Светлана уселась на кухне за стол, стараясь не обращать внимания на кислую физиономию свекрови, и налила чаю в две чашки.
– Я же сказала, что не буду пить, – капризно сказала Галина Ивановна.
«Я не глухая, – снова мысленно огрызнулась Светлана. – Но если бы я посмела не налить тебе чаю, ты бы разразилась тирадой о том, что тебе даже ради приличия в этом доме чашки чаю не предлагают. Ты всегда найдешь, к чему придраться».
– Я слышала, ты успешно распродаешь Ленечкино творческое наследие, – приступила к делу свекровь.

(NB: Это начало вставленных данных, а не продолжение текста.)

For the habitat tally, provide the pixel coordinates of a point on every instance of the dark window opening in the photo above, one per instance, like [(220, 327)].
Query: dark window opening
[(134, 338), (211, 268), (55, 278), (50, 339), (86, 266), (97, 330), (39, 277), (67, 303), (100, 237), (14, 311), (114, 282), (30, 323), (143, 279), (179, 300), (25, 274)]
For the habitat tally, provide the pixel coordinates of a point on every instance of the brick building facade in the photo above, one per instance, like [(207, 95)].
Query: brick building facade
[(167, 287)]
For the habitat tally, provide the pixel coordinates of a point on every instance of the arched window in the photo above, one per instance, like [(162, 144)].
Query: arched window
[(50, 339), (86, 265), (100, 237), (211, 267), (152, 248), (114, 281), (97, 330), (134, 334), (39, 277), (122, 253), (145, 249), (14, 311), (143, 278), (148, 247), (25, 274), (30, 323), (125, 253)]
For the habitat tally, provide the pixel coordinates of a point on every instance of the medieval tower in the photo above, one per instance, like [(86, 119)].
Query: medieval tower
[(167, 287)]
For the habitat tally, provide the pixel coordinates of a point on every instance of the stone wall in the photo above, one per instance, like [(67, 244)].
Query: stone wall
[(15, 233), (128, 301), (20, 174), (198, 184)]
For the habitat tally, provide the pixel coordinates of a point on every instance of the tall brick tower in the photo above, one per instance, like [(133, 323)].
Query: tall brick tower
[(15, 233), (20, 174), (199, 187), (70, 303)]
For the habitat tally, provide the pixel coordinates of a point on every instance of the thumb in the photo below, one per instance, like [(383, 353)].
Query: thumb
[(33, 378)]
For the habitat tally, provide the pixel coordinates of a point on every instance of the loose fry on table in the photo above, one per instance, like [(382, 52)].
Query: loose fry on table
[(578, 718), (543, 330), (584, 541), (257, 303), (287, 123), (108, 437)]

Светлана едва не поперхнулась. Откуда она узнала? Всего несколько дней прошло с тех пор, как она побывала у Паши в «Павлине» и у Нугзара в «Вирде». Разумеется, оба они не замедлят опубликовать в «Книжном обозрении» объявление о том, что ими приобретены авторские права на новые романы покойного Параскевича, но ведь газета выходит по вторникам, и даже если они успели подсуетиться и протолкнуть объявление в завтрашний номер, то все равно он – завтрашний. И потом, Галина Ивановна никогда этой газетой не интересовалась, в отличие от самой Светланы, которая ее выписывала и внимательно следила за тем, попадает ли Параскевич в десятку чемпионов издаваемости и сколько времени держатся его любовные романы в списке бестселлеров. Тогда откуда же эта мымра узнала? Но отпираться смысла нет, да и незачем.

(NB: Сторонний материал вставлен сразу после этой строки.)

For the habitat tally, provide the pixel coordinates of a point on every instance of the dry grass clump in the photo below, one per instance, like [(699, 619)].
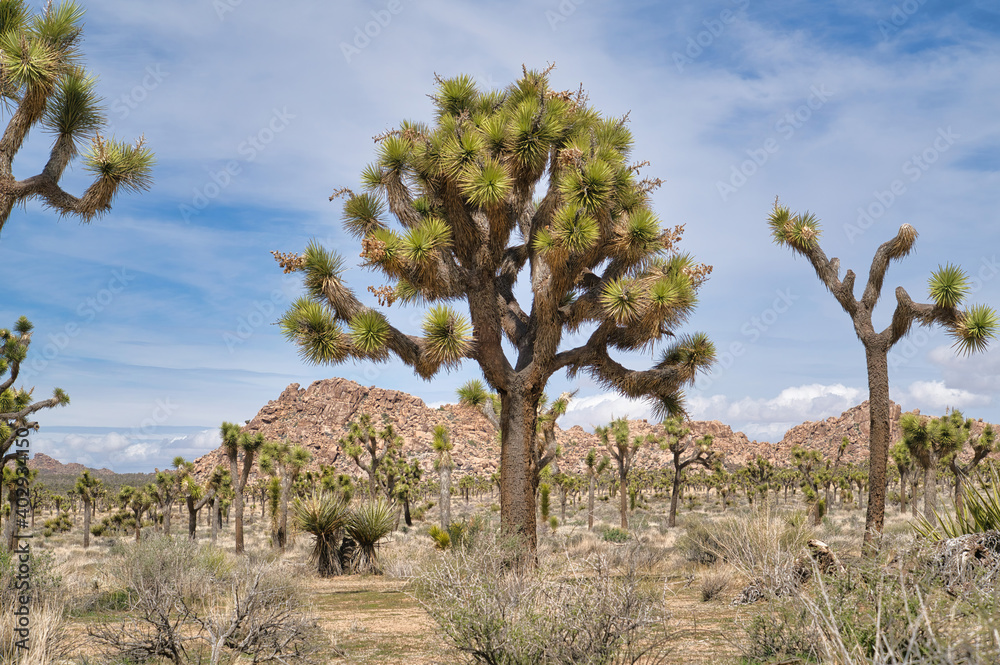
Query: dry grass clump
[(184, 602), (714, 584), (493, 609), (762, 545), (888, 612)]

– Я не распродаю его наследие, а заключаю договоры с издателями на публикацию его рукописей, как уже издававшихся, так и новых. А что вас беспокоит?
– Меня беспокоят те суммы, которые ты на этом зарабатываешь. Насколько мне известно, только в течение прошлой недели ты отхватила шестьдесят тысяч долларов. И это сейчас, когда Ленечкин прах еще не остыл. А что будет дальше?
– А что будет дальше? – спокойно переспросила Светлана. – Я не понимаю, Галина Ивановна, к чему вы клоните. Вы считаете, что после смерти Лени я должна была отдать его рукописи издателям бесплатно? Или вы считаете, что эти рукописи вообще не должны издаваться? Ну объясните же мне, что конкретно вас не устраивает.
– Меня не устраивает, что ты наживаешься на его имени, его таланте, его труде.
– И что вы предлагаете? Как я должна поступить, чтобы вам это понравилось?
Светлана чувствовала себя легко и свободно, потому что теперь ей не нужно было заставлять себя сдерживаться. Если она и делала это, то только по привычке, а не из страха обидеть Леонида. Теперь, когда Галина Ивановна похоронила своего сына, Светлана может разговаривать с ней так, как считает нужным, не выбирая слов и выражений и не давая себя в обиду. Ощущение было ей внове, после похорон и поминок она встречалась со свекровью только один раз – когда поминали на девять дней, но тогда вокруг было полно народу, да и атмосфера была все-таки горестной, так что Светлана и не думала «возникать», даже если ей что-то не нравилось.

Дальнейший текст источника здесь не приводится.